23. 23. The method of claim 1, or the combination of any one of claims 2 to 4, wherein the selected region covers an area of about 4 degree of visual angle to about 6 degree of visual angle.
24. 24. The method or combination of any preceding claim, further comprising exposing more than one selected region of the retina of the subject's eye to a photobleaching light to photobleach at least a portion of at least one visual pigment in each of the more than one selected regions.
25. 25. The method or combination of claim 24, wherein each of the more than one selected regions have a different degree of eccentricity.
26. 26. The method of claim 1, or the combination of any one of claims 2 to 4, wherein the photobleaching light has a set intensity.
27. 27. The method or combination of claim 26, wherein the set intensity is at or below 4.05 log scot Td/sec or at or below 3.15 log scot Td/sec.
28. 28. The method or combination of any one of the preceding claims, wherein the method or combination is used to determine the health of the subject's eye.
29. 29. The method or combination of any one of the preceding claims, wherein the method or combination is used to determine a parameter selected from the group consisting of: the health of the subject's eye, if the subject is suffering from an eye disease, if the subject is at risk for developing an eye disease and the severity of an eye disease.
30. 30. The method or combination of anyone of the preceding claims, wherein the subject burden is reduced as compared to prior art bleaching methods, the subject discomfort is reduced as compared to prior art bleaching methods or a combination of the foregoing are reduced.
31. 31. The method of any one of the preceding claims, wherein measurement variability is reduced as compared to prior art bleaching methods, measurement bias is reduced as compared to prior art bleaching methods or a combination of the foregoing are reduced.

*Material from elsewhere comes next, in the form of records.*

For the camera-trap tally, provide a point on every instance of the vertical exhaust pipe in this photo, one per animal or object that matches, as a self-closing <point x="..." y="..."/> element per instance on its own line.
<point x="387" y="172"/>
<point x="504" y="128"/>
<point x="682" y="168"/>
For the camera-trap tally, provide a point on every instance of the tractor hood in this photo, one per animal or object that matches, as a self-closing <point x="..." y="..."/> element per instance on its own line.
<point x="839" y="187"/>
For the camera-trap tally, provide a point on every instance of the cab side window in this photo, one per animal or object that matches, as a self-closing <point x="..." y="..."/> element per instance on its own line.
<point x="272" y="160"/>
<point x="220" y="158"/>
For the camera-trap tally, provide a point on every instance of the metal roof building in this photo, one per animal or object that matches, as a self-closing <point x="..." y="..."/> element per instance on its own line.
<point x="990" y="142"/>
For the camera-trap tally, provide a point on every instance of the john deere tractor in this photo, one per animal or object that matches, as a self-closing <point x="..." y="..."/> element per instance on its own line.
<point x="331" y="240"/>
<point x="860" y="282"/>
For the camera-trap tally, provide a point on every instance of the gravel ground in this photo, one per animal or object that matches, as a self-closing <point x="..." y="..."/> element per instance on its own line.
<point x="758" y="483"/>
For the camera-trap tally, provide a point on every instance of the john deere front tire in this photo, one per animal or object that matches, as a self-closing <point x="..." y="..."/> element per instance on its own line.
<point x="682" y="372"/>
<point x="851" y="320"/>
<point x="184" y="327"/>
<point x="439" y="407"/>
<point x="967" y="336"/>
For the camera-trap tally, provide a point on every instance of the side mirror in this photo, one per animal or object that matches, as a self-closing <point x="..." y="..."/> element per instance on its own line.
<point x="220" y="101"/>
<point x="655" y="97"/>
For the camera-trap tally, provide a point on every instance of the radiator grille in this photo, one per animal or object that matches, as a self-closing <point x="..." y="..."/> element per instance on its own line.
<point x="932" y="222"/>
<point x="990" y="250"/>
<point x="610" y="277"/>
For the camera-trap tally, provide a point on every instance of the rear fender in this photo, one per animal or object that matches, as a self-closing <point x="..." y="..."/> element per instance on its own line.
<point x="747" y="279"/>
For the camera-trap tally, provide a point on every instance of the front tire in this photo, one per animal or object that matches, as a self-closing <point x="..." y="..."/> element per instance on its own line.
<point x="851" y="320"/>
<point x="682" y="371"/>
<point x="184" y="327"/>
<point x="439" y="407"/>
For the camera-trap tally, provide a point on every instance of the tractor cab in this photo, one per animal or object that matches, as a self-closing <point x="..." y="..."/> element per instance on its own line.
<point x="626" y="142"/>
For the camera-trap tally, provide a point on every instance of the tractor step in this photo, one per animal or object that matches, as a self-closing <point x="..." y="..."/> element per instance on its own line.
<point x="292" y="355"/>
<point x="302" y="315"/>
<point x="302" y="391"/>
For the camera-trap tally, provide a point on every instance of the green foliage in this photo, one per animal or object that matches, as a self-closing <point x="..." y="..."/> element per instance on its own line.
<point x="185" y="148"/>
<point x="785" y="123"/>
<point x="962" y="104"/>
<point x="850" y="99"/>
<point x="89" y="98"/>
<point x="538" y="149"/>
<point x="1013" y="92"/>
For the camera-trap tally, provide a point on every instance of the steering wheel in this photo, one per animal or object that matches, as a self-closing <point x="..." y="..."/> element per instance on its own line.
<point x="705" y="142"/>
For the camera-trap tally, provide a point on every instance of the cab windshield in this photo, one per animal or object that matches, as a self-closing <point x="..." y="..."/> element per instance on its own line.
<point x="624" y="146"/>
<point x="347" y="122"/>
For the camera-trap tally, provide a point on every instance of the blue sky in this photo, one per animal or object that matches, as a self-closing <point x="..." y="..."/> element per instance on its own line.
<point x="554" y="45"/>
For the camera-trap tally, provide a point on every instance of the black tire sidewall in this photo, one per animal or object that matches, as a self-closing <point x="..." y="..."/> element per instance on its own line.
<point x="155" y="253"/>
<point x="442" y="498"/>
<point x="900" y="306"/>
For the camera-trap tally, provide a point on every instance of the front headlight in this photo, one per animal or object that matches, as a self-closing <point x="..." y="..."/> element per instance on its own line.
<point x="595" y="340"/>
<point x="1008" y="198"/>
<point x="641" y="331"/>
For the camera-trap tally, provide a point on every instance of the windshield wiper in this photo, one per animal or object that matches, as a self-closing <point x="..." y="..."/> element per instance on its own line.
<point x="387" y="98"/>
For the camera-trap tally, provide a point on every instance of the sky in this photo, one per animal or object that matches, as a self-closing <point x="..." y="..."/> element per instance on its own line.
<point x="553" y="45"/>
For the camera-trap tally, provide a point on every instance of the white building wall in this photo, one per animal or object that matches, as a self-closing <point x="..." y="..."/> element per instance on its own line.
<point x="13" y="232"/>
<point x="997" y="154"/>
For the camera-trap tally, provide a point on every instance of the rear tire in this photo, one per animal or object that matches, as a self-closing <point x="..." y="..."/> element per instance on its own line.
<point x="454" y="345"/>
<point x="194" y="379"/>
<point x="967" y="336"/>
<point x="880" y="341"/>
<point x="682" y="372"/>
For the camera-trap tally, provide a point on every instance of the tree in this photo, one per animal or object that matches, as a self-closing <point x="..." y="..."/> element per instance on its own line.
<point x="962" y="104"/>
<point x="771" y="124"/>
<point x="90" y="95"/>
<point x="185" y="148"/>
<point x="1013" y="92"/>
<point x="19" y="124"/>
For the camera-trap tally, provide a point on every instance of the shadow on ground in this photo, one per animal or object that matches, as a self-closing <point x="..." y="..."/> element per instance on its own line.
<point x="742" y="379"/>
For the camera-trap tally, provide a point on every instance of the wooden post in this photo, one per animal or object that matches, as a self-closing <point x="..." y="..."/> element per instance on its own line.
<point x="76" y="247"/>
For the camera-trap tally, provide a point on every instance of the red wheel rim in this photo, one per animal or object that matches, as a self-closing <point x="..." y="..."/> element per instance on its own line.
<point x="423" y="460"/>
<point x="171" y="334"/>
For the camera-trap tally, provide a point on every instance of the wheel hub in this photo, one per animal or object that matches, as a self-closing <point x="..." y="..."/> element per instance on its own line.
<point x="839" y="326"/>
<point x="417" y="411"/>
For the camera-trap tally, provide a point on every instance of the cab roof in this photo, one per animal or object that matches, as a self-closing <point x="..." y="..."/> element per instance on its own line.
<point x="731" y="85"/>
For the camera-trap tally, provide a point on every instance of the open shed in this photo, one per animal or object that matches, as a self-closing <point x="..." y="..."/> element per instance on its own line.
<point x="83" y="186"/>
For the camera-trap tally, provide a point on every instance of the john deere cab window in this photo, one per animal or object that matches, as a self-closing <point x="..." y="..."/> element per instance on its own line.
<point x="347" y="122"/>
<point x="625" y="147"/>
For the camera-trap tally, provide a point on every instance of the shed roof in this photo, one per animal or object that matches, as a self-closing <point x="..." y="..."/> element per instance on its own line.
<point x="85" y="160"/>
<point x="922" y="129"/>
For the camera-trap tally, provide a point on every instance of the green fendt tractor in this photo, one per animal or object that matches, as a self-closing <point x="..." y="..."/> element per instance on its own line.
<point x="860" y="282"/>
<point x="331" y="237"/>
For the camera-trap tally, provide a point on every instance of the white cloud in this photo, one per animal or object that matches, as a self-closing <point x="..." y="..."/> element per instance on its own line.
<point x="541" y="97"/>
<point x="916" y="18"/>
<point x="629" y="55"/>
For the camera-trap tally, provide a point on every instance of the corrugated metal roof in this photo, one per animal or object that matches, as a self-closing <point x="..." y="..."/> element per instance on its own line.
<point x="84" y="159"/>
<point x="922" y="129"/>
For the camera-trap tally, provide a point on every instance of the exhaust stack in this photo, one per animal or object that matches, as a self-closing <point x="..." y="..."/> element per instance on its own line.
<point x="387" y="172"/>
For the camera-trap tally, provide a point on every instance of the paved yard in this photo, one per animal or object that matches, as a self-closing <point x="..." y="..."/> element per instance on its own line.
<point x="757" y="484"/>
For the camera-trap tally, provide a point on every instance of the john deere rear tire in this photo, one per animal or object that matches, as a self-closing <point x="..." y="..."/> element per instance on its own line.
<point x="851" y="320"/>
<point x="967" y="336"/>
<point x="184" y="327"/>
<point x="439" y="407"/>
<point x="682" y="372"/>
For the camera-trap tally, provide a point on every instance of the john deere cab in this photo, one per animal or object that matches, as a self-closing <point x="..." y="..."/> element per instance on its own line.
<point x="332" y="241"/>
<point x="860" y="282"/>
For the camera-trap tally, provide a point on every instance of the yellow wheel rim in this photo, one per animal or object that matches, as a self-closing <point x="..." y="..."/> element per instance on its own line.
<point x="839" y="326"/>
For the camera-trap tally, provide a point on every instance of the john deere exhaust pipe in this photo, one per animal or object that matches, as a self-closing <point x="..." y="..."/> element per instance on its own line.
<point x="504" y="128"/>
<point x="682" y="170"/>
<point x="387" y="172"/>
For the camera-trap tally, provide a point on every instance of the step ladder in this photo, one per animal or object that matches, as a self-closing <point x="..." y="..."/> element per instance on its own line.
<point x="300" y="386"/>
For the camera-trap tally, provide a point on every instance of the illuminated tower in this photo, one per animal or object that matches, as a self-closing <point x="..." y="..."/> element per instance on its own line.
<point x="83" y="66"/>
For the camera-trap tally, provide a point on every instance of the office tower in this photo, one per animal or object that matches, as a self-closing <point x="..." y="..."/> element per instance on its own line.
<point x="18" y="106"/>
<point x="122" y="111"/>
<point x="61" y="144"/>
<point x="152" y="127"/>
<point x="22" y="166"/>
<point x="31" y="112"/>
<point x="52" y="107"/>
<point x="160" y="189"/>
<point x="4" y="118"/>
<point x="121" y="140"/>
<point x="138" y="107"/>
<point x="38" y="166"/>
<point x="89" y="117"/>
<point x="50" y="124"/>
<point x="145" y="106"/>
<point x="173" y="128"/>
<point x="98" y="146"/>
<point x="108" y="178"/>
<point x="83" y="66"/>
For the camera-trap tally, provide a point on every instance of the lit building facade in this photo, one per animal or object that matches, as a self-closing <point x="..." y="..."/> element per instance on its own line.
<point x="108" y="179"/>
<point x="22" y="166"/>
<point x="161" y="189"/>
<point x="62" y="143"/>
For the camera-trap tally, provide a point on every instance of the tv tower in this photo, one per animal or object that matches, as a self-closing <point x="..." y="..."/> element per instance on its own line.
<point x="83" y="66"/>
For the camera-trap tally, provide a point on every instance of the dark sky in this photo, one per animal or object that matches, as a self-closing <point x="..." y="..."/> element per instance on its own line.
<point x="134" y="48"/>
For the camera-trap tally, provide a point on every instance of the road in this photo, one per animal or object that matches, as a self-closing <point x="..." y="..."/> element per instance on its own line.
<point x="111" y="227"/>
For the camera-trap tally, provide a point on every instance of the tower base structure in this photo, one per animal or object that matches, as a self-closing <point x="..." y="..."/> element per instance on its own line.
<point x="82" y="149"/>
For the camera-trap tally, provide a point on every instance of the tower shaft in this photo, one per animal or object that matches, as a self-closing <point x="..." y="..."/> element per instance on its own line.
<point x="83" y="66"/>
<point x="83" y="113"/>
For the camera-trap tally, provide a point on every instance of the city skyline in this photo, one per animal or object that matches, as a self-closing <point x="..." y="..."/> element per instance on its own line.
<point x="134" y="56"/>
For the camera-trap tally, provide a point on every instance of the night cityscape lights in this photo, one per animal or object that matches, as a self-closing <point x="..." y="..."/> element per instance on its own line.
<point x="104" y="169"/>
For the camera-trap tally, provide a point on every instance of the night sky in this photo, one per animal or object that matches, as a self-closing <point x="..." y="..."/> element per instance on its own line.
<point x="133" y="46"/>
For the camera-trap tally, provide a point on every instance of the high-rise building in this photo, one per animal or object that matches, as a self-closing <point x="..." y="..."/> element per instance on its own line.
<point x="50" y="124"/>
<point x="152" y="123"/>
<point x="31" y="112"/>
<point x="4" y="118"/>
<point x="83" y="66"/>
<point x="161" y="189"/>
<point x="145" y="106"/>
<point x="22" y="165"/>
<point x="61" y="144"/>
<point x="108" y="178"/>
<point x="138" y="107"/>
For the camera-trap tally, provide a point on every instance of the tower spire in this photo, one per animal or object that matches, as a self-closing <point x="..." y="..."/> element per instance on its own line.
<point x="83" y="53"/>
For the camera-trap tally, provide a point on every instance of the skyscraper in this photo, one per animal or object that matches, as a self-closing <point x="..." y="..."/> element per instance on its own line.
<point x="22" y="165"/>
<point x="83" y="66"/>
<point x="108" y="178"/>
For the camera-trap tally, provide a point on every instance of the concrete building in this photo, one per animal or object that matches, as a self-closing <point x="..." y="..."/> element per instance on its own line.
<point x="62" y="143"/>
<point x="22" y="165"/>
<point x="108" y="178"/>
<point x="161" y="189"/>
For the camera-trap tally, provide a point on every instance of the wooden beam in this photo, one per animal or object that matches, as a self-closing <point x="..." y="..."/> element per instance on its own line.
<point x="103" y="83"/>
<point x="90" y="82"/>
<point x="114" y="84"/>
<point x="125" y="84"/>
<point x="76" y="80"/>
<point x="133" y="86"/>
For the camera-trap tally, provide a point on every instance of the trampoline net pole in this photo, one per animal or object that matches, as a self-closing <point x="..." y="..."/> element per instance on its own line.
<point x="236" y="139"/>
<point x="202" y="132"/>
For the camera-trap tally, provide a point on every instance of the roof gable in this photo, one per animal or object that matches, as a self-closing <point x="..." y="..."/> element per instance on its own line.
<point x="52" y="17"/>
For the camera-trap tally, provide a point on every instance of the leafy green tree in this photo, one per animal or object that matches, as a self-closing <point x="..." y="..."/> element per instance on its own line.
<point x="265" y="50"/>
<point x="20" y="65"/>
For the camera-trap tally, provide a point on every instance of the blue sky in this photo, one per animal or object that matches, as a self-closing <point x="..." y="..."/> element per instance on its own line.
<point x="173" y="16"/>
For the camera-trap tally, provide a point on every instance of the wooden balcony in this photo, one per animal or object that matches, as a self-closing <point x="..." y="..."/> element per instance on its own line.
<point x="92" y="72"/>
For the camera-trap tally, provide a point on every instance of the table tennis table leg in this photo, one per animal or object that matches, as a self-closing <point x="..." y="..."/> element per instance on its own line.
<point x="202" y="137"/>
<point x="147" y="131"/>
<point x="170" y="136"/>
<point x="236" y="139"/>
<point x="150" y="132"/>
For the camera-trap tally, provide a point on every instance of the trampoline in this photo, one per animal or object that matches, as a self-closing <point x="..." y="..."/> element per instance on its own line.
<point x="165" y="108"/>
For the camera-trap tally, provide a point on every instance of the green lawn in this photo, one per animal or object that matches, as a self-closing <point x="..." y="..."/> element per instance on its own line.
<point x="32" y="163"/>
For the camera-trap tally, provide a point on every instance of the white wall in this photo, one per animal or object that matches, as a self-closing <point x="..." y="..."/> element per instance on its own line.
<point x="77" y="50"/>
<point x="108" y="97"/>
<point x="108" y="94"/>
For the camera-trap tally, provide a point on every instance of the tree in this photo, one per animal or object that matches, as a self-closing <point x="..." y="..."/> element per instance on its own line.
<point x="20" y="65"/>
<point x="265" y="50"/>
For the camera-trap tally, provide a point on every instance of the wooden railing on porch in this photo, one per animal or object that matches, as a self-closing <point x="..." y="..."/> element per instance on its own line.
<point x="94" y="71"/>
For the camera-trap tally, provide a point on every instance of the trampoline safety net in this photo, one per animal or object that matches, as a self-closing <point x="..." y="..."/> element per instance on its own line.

32. 32. The method of any one of the preceding claims, wherein a time course for administering the psychophysical test using the photobleaching light is reduced as compared to prior art bleaching methods.
33. 33. The method of claim 1, or the combination of any one of claims 2 to 4, wherein the selected region is located at 2 degree to 10 degree eccentricity.
34. 34. The method of claim 1, or the combination of any one of claims 2 to 4, wherein the area of the selected region is less than 100 times the area of the portion of the retina exposed to the target stimulus light.
35. 35. The method of claim 1, or the combination of any one of claims 2 to 4, wherein the area of the selected region is less than 9 times the area of the portion of the retina exposed to the target stimulus light.
36. 36. The method of claim 1, or the combination of any one of claims 2 to 4, wherein the area of the selected region is less than 4 times the area of the portion of the retina exposed to the target stimulus light.